Philip Morris Moving HQ, 200 Jobs From New York City To Connecticut
Philip Morris International, which handles worldwide sales of Marlboro cigarettes, is relocating its corporate headquarters office and its entire Americas team from New York to Connecticut.
The move will be complete by next summer, the company said in announcing the decision Tuesday morning. The move will mean an injection of 200 jobs to the state as the company moves away from cigarettes and continues investing in smoke-free alternatives, like vaporizers that heat tobacco rather than burn it.
“Connecticut offers a valuable mix of technological know-how, future-forward thinking, and an open-minded approach to problem-solving,” PMI CEO Jacek Olczak said in a statement. “We consider it an ideal location for our new U.S. head office, where we will be working to more quickly achieve our vision of a smoke-free future. We are excited about what the state has to offer our company, our employees, and their families — and we very much look forward to integrating into the community in a meaningful way.”

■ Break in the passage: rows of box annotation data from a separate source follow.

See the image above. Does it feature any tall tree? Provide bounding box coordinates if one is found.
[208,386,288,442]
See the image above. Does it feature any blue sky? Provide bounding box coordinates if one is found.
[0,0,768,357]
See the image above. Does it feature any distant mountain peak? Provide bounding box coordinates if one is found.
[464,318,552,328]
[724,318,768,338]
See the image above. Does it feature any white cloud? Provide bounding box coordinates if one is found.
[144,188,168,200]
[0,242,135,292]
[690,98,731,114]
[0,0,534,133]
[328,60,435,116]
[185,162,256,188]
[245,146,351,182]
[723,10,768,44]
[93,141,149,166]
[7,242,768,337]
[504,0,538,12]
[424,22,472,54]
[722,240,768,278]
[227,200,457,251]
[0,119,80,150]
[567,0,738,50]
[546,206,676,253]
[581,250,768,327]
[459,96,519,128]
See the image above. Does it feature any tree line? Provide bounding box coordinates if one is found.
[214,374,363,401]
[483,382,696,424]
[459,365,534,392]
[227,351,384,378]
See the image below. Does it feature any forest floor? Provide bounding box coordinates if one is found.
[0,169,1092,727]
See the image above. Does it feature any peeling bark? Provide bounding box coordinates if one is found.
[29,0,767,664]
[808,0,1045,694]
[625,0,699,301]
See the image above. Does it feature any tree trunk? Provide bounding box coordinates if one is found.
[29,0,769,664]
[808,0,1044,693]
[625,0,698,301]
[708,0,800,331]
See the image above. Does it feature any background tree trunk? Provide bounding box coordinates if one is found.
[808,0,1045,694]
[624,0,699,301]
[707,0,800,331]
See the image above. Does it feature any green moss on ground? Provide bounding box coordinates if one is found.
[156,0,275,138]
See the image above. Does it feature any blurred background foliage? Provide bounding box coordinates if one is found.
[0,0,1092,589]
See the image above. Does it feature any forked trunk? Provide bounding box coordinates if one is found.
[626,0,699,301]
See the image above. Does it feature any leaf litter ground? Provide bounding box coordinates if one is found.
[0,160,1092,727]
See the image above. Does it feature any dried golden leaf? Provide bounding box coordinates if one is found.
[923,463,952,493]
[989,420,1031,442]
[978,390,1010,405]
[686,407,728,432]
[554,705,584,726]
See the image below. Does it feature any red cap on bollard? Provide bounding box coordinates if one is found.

He said the company is in the middle of a “profound transformation” as it replaces cigarettes, and that being based in Connecticut would help accelerate the progression.
“They recognize what we’ve been saying for years: Connecticut is a wonderful place to raise a family and a competitive place to conduct business,” Connecticut Gov. Ned Lamont said in a statement. “I am also impressed by their culture and desire to integrate closely into the communities in which they operate, and we look forward to seeing their active and charitable contributions to our state.”
PMI, which spun off from Altria in 2007, is currently at 120 Park Ave., per its website. The move recovers the same number of jobs Connecticut lost when General Electric announced it would move its headquarters to Boston in 2016, according to the Stamford Advocate.
It is a blow for New York, where there have been growing anxieties about companies and workers leaving amid rising costs and perceptions of an anti-business environment. The New York area saw a net loss of 70,000 people during the coronavirus pandemic. In total, about 3.57 million people left the city from Jan. 1 through Dec. 7, per Unacast data. While 3.5 million people moved in during that time, they were people with lower average incomes.
Restrictions are now essentially removed from the city, but there are concerns that remote work and hybrid office routines will weigh on the city and its economy.